The past two decades have seen the birth and boom of the TPD technologies. PROTAC and molecular glue are the most advanced TPD technology. Both are based on the ubiquitin-proteasome system and useful for the degradation of intracellular proteins. In the past 5 years, technologies harnessing the second degradation pathway in cells have emerged and quickly developed. These technologies can be further divided into two groups based on their degradation mechanisms. LYTAC, Bispecific Aptamer Chimeras, AbTAC, and GlueTAC, degrade extracellular and membrane proteins by harnessing the endosome-lysosome pathway. In addition, technologies targeting the autophagy-lysosome pathway, such as AUTAC, ATTEC, AUTOTAC, and CMA chimeras, can degrade misfolded proteins, protein aggregation, or damaged organelles.

Multiple PROTAC molecules, including cancer drug candidates ARV-110 and ARV-471, have shown great promising in clinical trials. Nevertheless, the PROTAC technology, as a whole, still faces many challenges. First of all, pharmaceutical properties. PROTAC molecules often face the challenges of cell permeability and oral bioavailability due to their large size. Molecular glues are smaller and have some advantages over PROTAC molecules; however, they are more difficult to rationally design. Second, the repertory of E3 ubiquitin ligase. Human genome encodes more than 600 E3 ubiquitin ligases, and only a few of them (VHL, CRBN, IAPs, and MDM2) have been utilized to degrade target proteins. Third, toxicity. PROTAC could result in more toxicity than small molecular inhibitors because they degrade entire targeted proteins, rather than solely inhibit them.

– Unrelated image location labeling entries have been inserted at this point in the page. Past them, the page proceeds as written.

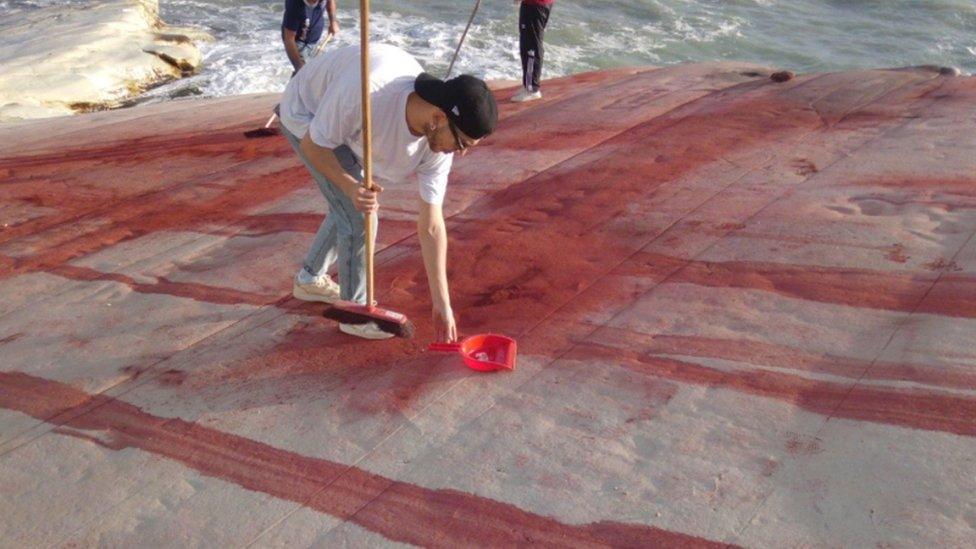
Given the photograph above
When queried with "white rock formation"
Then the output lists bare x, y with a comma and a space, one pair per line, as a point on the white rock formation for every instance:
65, 59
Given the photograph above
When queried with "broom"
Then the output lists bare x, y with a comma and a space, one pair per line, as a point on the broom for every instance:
348, 312
267, 130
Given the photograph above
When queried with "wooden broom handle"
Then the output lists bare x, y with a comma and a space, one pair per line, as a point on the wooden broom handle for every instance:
367, 137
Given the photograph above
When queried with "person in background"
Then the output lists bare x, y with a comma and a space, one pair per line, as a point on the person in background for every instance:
302, 26
533, 16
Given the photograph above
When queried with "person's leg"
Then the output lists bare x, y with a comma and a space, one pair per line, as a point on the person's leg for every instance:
540, 19
341, 238
322, 254
532, 24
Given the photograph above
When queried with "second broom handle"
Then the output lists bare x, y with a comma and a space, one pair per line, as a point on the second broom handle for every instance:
367, 138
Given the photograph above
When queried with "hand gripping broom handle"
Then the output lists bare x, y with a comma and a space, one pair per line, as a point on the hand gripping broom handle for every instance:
367, 136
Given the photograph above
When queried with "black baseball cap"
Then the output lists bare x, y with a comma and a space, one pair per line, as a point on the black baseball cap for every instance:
466, 100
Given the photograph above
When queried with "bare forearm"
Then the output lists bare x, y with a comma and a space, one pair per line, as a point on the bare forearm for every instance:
433, 246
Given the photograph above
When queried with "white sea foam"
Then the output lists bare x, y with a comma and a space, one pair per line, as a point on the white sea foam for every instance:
802, 35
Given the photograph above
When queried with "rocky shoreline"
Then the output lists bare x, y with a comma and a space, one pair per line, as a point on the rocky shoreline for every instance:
68, 59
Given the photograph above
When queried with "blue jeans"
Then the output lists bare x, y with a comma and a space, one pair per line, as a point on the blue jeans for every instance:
341, 239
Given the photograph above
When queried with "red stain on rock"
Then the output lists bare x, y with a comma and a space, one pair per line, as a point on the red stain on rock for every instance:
915, 408
843, 286
957, 376
397, 510
803, 445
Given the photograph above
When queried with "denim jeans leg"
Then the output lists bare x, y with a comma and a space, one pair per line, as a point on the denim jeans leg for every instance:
342, 236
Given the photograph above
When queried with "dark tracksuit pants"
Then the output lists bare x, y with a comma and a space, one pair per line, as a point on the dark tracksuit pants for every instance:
532, 25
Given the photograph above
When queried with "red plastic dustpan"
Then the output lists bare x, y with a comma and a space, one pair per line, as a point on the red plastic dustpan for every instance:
483, 352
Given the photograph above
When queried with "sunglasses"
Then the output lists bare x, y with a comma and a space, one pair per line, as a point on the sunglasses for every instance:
457, 136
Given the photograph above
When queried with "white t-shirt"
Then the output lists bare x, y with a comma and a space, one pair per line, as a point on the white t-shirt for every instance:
325, 99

Relative to PROTAC and molecular glue, the development of lysosome-based TPD technologies is still in the infancy stage. We still have much to learn about the specific mechanism of each technology. As an important intracellular organelle, lysosomes regulate many important cellular and physiological functions in addition to protein degradation, such as the metabolism and homeostasis. It is unclear whether “hijacking” lysosomal degradation pathway will affect the body as a whole. Expanding the repertory of lysosome-targeting receptors, which currently include CI-MPR and ASGPR only, is much needed for LYTAC and similar technologies. Further characterization of AUTAC, ATTEC, and AUTOTAC molecules, including systematic study their structure−activity relationship and understanding of their modes of action, is necessary. These efforts will help to develop the autophagy-based technologies as a general method for protein degradation, analogous to PROTAC. Current CMA-based degraders are mostly limited by cell membrane permeability and stability, and their small-molecule forms may overcome these obstacles. Lysosome-based technologies have greatly broadened the spectrum of targets by PROTAC and molecular glue, and a surge of interest in this field is definitely expected. Despite these challenges, TPD technologies, undoubtedly, will not only provide powerful tools for biomedical research, but hold great promise for future drug development.